The decision is the latest turn in a series of court battles being fought by Philip Lühl and Guillermo Delgado, a gay couple living in Namibia who married and had three children born through surrogacy in South Africa. Although South Africa recognizes gay marriage and surrogacy, Namibia does not.
Judge Thomas Masuku found that failing to automatically recognize the child’s Namibian citizenship simply because his parents are in a same-sex marriage was unlawful discrimination in violation of Article 10 of the Namibian Constitution, which guarantees equality for all citizens.
“I cannot help but note that the insidious attitude of discrimination appears to rear its ugly head in this matter,” Judge Masuku wrote in his decision. “It must be chopped off, even ruthlessly, because it does not resonate with the vision fo the Founding Mothers and Fathers of this Nation, who conceived Namibia as amongst others, to be a secular State, founded on the rule of law and justices for all. I may add that the ‘for all’ applies to all people in Namibia, regardless of colour, gender, sexual orientation, etc.”

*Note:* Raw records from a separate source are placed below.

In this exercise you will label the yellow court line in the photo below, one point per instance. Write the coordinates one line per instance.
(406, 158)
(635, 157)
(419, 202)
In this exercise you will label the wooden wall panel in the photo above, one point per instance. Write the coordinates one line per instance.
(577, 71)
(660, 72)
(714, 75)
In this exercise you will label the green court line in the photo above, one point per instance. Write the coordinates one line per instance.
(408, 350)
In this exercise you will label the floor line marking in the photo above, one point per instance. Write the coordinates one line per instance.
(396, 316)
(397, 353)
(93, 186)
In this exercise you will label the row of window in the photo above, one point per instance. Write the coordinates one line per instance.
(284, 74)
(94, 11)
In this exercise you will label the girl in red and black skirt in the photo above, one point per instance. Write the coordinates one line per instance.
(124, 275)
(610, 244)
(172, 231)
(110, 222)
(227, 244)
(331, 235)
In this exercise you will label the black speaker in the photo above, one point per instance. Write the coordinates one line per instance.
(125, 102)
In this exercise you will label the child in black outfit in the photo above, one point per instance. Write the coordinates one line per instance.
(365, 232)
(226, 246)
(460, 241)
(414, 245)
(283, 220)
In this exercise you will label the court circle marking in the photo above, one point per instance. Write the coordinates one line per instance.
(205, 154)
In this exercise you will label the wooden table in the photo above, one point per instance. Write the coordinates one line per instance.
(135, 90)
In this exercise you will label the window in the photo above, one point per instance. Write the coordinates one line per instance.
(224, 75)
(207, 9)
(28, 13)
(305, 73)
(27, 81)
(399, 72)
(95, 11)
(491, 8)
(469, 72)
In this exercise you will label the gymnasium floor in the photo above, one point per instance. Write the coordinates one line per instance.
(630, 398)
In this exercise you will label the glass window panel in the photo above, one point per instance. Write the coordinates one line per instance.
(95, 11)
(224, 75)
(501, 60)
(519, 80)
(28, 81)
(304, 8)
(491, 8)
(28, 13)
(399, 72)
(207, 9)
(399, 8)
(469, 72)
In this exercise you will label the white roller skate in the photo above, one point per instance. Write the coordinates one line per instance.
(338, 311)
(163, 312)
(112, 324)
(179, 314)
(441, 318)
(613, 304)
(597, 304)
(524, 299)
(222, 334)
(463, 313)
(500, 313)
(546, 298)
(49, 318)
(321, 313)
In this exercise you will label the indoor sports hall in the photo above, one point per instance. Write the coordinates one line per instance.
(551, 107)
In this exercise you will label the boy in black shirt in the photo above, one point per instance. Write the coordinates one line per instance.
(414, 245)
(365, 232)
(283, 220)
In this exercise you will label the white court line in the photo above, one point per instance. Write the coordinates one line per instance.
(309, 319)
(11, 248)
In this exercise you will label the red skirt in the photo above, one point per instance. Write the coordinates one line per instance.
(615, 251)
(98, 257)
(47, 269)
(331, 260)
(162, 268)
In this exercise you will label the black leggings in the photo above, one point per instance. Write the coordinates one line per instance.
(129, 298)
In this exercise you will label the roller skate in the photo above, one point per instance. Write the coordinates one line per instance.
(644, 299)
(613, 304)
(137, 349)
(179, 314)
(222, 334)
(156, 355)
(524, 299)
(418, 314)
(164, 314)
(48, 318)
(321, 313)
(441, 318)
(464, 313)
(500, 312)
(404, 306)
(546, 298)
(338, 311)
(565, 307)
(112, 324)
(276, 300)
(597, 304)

Masuku also wrote that barring the child from citizenship also violated his rights under the African Charter on the Rights and Welfare of the Child prohibiting discrimination based on the parents’ status.
Due to Namibia’s refusal to recognize their relationship, Lühl and Delgado are continuing to fight several legal battles, including one seeking recognition of Delgado’s right to reside in Namibia as a Mexican national married to a Namibian citizen, as well as recognition of citizenship for the couple’s twin daughters born earlier this year in South Africa. The girls were initially barred from entering the country as Namibia refused to grant them travel documents to leave South Africa, where they were born, but the government finally relented and allowed the girls to be reunited with their family while their broader question about their citizenship is resolved in court.
The Namibian Supreme Court is also expected to rule next year in two other cases seeking to require the Namibian government to recognize same-sex marriages performed in other countries.